Through `reflectionism' the department store floor manager sees in the
``mirror'' the artist as a puppet on a (wireless) ``string''. `My
Manager' forces attendants/maintainers of the `Surveillance
Superhighway' to snap out of being puppets for a brief instant, and
confront the reality of what their blind obedience can lead to.
The Stelarc tradition refers to electrical stimulation of the body (giving credit where credit is due...)
Later I had an exhibit at Gallery TPW, July 2001 including a re-enactment of some of my old telematic body performances, such as Corporate Body, in which remote participants (my "Board of Directors") could vote on actions taken by my body while they viewed a live video feed transmitted from my body. Part of the device is worn around the neck like a "yoke" (hence Board of Directors Yoke = BoDY), and swivels the head in the appropriate direction, as with the remote (but this time virtual) joystick of earlier embodiments of the invention.
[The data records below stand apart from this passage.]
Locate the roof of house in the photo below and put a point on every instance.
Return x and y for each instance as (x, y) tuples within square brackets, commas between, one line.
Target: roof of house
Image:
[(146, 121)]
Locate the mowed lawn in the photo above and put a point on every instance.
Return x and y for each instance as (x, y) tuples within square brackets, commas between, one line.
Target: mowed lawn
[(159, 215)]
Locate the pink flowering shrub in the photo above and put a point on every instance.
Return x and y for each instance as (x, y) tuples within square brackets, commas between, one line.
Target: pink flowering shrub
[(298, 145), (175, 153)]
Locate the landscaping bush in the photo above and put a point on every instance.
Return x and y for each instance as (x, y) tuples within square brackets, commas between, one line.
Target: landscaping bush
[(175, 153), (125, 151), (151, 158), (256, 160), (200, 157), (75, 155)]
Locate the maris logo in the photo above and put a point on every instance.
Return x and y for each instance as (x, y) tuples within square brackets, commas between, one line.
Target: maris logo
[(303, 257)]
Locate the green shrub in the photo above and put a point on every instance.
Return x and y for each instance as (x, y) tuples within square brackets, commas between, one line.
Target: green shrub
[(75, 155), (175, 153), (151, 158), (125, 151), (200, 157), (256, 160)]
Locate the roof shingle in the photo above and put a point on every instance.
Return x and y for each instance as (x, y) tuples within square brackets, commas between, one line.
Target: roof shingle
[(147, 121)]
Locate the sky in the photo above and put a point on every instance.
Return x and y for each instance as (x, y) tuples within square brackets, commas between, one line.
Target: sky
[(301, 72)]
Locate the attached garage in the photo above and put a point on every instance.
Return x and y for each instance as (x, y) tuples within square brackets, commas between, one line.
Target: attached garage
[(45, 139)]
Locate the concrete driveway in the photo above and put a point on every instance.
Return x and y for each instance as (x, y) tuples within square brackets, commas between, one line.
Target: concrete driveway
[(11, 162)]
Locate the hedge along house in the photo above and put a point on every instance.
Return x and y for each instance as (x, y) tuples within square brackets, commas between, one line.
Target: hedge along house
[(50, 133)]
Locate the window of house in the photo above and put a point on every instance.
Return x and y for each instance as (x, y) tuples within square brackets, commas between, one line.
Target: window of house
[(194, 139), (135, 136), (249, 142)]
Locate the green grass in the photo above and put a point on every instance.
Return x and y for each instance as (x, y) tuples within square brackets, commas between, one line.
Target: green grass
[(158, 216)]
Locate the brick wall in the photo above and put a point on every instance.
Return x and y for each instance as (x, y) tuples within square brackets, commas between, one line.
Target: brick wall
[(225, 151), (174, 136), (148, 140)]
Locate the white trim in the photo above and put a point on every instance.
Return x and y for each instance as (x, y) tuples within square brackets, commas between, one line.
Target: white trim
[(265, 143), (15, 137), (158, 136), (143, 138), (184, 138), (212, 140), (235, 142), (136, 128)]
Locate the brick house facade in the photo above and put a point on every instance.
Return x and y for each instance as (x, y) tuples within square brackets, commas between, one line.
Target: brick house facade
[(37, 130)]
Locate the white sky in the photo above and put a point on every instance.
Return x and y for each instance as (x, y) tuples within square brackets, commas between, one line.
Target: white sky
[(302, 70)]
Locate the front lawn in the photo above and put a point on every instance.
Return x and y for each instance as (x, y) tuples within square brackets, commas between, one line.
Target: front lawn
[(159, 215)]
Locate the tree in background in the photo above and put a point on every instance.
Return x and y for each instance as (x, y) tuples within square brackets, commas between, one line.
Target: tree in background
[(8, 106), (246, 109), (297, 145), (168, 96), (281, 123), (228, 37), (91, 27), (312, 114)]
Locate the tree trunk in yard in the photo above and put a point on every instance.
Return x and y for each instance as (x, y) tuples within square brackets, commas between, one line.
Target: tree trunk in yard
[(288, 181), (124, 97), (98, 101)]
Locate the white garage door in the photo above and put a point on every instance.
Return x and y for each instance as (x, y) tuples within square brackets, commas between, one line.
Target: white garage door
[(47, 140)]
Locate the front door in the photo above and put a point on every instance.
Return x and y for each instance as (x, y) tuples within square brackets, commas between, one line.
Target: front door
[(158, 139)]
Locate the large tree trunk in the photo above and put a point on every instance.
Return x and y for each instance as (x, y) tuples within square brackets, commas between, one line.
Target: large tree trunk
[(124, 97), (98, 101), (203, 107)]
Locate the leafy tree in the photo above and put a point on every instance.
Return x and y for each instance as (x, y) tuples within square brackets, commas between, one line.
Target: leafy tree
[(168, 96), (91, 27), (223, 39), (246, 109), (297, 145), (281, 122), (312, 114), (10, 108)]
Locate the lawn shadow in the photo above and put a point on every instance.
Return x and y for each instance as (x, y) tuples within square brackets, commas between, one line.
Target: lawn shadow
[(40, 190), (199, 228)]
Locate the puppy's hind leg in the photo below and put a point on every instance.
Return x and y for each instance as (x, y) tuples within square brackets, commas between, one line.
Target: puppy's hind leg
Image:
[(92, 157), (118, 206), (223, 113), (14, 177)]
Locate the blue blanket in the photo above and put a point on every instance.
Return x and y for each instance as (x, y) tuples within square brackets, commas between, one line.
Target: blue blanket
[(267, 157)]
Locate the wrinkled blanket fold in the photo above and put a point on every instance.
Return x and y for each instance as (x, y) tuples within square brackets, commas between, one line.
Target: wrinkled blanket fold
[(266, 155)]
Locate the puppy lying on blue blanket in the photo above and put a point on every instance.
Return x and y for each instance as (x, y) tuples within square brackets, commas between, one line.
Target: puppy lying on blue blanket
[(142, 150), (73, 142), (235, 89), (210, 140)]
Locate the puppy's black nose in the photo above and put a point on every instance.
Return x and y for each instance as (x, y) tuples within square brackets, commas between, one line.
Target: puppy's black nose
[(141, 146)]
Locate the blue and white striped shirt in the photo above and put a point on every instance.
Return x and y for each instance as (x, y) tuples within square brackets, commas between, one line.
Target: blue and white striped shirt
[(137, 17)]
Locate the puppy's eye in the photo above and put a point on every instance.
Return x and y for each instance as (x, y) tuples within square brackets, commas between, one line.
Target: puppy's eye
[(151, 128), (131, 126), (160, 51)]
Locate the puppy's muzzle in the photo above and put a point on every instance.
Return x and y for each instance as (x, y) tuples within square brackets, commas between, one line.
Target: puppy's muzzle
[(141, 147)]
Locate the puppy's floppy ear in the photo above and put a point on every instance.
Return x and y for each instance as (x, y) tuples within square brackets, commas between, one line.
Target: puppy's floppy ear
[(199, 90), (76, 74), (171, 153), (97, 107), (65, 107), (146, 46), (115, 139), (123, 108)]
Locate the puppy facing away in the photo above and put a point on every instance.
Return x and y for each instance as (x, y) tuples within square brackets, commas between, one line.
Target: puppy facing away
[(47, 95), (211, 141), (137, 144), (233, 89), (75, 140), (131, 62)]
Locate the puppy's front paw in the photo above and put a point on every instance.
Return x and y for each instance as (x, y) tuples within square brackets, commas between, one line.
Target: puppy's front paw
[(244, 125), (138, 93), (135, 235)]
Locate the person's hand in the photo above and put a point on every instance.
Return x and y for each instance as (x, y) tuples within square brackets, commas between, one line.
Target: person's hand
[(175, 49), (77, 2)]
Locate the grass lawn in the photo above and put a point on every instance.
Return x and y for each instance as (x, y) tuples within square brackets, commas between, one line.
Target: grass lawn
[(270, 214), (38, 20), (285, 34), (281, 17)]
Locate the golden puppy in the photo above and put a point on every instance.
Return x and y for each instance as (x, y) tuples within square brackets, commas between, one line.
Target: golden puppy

Corporate Body is based on my 1975 performance "My Manager" (remote control of my body), but of course now uses the World Wide Web as the control (and viewing) medium. (The updated version at TPW used electronic flashlamp trigger coils plugged into the parallel port of my wearable computer, with some new CGI scripts for participants to remotely control my body).
Later in 1996, I
experienced a wonderful performance by Elsanaar, and tried his
machine on, and then also updated my www page to credit his work as well:
`My Manager', borrows from the Stellarc/Elsenaar tradition in
performance art: not just that the author's `third eye' might be
analogous to Stellarc's third hand, but, more importantly, that the
body is controlled remotely. `My Manager' allows participants to, via
Radio TeleTYpe (RTTY), become managers and remotely contribute to the
creation of a documentary video in an environment under totalitarian
surveillance (where photography, video, etc., other than by the
totalitarian regime is prohibited). The artist is metaphorically a
puppet on a ``string'' (to be precise, a puppet on a wireless data
connection) who, for example, dutifully marches into the establishment
in question, goes over to the stationery department, selects a pencil
for purchase, and marches past the magazine rack without stopping to
browse the magazines.
My telematic body performances, such as Corporate Body, in which remote participants (my "Board of Directors") could vote on actions taken by my body while they viewed a live video feed transmitted from my body, explored many of the issues of existentialism, freewill and free-agency, that led to the founding of EXISTech (existential technologies corporation) and the writing of the article Can humans being clerks make clerks be human?.
My work on 20 years of telematic body art and Cyborgian Primitives was also mentioned in my article published in Leonardo, 1998.
I have also developed various other versions of my two-way telematic wearable wireless webcam, and some variations that use visual voting rather than electric shocks.
Although many were offended by the idea of a body driven by a Board of Directors (BoD), more recently, others appear to have built upon this body of work, by using voting over the internet to direct a wearable wireless webcam in less shocking ways (such as adoption of my visual feedback approach).